Synopsis: The FTSE 100 has at last reached a new high after more than 15 years. It sounds a long wait, but investors have not done as badly as some press coverage suggests.

Just before the end of the last millennium, on 30 December 1999, the FTSE 100 (Footsie) closed a shortened day’s trading at 6,930.2. Thoughts were more on partying at the time and the new high for the index went largely unnoticed. Most of the month had been spent in new high territory, driven by the technology boom.

With the new millennium, the index began to fall, finally reaching a bottom of 3,287 on 12 March 2003 as the Second Gulf War got underway. It took until 24 February 2015 for the Footsie to break through its 1999 high, although it had been threatening to do so on and off since May 2013.

The fact that more than 15 years has elapsed between peaks has prompted more than a few uninformed comments about what a poor investment UK equities have been in the 21st century. There are a variety of points worth noting when such comments are made:

  • The FTSE 100 index measures capital values, not total investment returns.
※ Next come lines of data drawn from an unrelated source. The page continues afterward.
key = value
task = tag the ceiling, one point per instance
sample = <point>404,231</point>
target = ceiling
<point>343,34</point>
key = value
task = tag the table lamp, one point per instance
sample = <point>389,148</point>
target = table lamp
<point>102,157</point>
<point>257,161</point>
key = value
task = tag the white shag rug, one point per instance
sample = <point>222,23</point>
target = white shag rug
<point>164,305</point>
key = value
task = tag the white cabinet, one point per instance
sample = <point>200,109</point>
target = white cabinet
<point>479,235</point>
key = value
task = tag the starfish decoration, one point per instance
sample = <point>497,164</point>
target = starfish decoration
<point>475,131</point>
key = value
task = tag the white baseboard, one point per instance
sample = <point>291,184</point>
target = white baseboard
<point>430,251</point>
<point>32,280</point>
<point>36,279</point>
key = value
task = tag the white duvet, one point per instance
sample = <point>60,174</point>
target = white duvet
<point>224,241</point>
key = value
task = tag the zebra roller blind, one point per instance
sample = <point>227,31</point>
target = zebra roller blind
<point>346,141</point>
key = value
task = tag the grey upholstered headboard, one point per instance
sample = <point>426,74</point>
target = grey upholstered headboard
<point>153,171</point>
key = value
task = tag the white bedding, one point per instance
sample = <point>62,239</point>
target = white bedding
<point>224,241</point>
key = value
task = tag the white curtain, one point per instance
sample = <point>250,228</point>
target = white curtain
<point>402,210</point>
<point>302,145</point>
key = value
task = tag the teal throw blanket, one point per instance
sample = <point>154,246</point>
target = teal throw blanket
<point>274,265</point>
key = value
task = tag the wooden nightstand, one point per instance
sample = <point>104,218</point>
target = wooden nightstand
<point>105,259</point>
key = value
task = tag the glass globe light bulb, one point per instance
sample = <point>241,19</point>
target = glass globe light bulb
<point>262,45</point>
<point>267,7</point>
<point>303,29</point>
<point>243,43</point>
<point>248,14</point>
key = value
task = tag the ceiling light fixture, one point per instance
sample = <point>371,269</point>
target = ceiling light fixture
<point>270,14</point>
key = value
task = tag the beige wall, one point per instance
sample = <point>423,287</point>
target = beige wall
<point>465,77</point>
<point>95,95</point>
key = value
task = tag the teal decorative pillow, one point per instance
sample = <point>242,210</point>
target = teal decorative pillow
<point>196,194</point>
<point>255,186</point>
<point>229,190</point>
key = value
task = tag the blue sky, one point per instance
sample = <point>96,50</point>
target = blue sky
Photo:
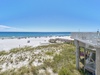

If allowance is made for reinvested dividends the end-1999 investor in the index would now be showing an overall return of just above 67%. And remember, all those dividends would have been paid net of basic rate tax. Expressed as an annual overall return, the millennial investor would have achieved 3.4%.
  • Inflation between December 1999 and January 2015 (the latest data available) averaged 2.8% based on the RPI basis and 2.1% if the CPI is the yardstick. On either inflation measure, the Footsie with reinvested dividends produced a real return.
  • According to the latest Barclays Capital Equity Gilt Study, the average annual return from building society investment since the end of 1999 would be 1.9%, allowing for basic rate tax on interest. Barclays’ data show that gross annual interest rates have been 0.25% or less since 2009, which is what brings down the 15 year return to a sub-inflation level.
  • If you look at dividends in isolation, then the yield on the FTSE 100 has risen from 2.04% at the end of 1999 to 3.40% now. That is a 67% increase, which given the index value is virtually the same, equates to a 67% rise in income, once more bettering inflation. Again using Barclays’ figures, net interest from a building society account has fallen from 4.29% in calendar 2000 to 0.20% in calendar 2014.
  • The FTSE 100 may be the most commonly quoted of the UK stock market indices, but it is not the professional’s choice as it only covers the 100 largest listed companies – about 80% of the market. The professional’s index, the FTSE Actuaries All-Share Index, currently covers 640 companies, most of which are more UK-oriented than the Footsie’s constituents. The All-Share broke through its end-1999 peak in 2007 and its total return in this millennium (with dividends reinvested) is just shy of 90% – equivalent to 4.3% a year.

COMMENT

The performance of the Footsie is another example of the importance of reinvesting dividend income, rather than ignoring it.